If I do it the way you suggest I get a “token not provided” error

I can’t see how that could be.

There are three possible states for this.token at the time get() is called:

  • falsy: null or undefined
  • truthy yet invalid
  • truthy and valid

In either of the first two cases, jwtHelper should tell us the token is invalid, and we will follow the if path which calls authHttp.get() (presumably what you mean by “calls the API”). In the third case, we follow the else path with no need to hit the API because our token is valid.

o I logged my token on login and also in the get(): method as the first line and they are different. I also logged the token in the constructor after storage.get() and it says undefined

Can you post the jwtHelper class? I want to make certain that it handles falsy values correctly.

If by this, you mean something like this:

constructor(storage: Storage) {
  storage.ready().then(() => storage.get('token_id'))
    .then(token => this.token = token);
  console.log(this.token);
}

That’s the nature of the beast. The only place you can put the log and have it have any meaning is inside the then clause right after you have assigned to this.token. Not outside.

I see. Thats how I was logging it so I guess thats why.

public isTokenExpired(token: string, offsetSeconds?: number): boolean {
    let date = this.getTokenExpirationDate(token);
    offsetSeconds = offsetSeconds || 0;

    if (date == null) {
      return false;
    }

    // Token expired?
    return !(date.valueOf() > (new Date().valueOf() + (offsetSeconds * 1000)));
  }
  }

Here is the full Angular-JWT package source code

I don’t know how more clearly I could have stated this:

It doesn’t, which is causing your problem. You need to do something like this:

isTokenValid(): boolean {
  return this.token && !this.jwtHelper.isTokenExpired(this.token);
}

…or any other solution you find more readable, but it has to consider falsy tokens invalid.

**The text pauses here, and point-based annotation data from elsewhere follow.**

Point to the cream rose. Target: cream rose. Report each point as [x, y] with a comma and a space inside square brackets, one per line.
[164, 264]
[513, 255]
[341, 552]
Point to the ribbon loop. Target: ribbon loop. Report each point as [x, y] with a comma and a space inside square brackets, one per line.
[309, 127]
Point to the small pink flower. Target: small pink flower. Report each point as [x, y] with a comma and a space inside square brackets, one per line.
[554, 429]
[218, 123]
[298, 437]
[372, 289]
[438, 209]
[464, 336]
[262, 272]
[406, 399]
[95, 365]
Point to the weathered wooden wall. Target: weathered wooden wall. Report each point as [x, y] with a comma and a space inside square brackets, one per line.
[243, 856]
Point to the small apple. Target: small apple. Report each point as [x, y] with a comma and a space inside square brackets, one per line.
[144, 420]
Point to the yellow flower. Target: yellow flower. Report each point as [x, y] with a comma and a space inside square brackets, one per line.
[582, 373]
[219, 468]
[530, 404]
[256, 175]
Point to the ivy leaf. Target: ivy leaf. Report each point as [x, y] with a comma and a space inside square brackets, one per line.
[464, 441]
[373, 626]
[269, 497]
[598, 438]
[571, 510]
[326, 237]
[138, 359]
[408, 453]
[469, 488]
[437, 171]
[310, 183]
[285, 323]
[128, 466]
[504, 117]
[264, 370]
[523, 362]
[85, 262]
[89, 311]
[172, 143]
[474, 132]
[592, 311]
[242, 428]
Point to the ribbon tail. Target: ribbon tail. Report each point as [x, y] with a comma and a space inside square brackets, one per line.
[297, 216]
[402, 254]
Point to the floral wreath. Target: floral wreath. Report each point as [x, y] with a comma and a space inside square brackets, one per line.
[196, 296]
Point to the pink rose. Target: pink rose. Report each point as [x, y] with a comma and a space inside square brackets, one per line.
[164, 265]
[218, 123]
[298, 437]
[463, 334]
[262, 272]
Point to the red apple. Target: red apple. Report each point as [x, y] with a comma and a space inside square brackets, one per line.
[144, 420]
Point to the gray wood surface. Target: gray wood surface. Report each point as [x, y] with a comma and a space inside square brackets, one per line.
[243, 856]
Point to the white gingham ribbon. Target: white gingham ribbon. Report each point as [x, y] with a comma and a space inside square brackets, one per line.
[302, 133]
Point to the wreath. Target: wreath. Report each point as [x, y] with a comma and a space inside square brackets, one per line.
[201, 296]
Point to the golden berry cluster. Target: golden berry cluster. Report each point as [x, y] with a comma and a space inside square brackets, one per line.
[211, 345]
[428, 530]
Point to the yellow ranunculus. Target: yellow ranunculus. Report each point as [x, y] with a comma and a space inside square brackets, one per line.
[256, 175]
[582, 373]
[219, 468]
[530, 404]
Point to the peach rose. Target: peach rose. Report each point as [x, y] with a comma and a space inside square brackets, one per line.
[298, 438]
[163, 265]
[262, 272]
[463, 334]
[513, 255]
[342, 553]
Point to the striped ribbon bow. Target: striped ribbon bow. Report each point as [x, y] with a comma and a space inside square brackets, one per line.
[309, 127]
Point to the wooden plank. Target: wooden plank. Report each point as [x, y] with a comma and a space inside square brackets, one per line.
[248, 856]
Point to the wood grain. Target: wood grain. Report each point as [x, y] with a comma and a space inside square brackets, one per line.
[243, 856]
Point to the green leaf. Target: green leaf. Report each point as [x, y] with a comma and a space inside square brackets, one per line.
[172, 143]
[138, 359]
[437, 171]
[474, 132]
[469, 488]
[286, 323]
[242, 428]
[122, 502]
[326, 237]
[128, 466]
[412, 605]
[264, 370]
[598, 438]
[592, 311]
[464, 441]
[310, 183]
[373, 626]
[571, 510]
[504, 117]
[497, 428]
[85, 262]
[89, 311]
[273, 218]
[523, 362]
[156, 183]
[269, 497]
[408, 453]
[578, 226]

its still not working because this.token is storing the token from the last session even when I reload. I guess I have to clear the storage but still if a new token is set on login shouldnt it clear the old one and the constructor in my token provider get the new one from storage?

I really wish you would bother to read the things I write and explain where my assumptions aren’t valid. Again,

Now you are telling me that “a new token is set on login”, so the tokens aren’t just coming from the authHttp.get() call inside get(). If new tokens are coming in from somewhere else, you need to update both storage and the stored token property of the TokenProvider.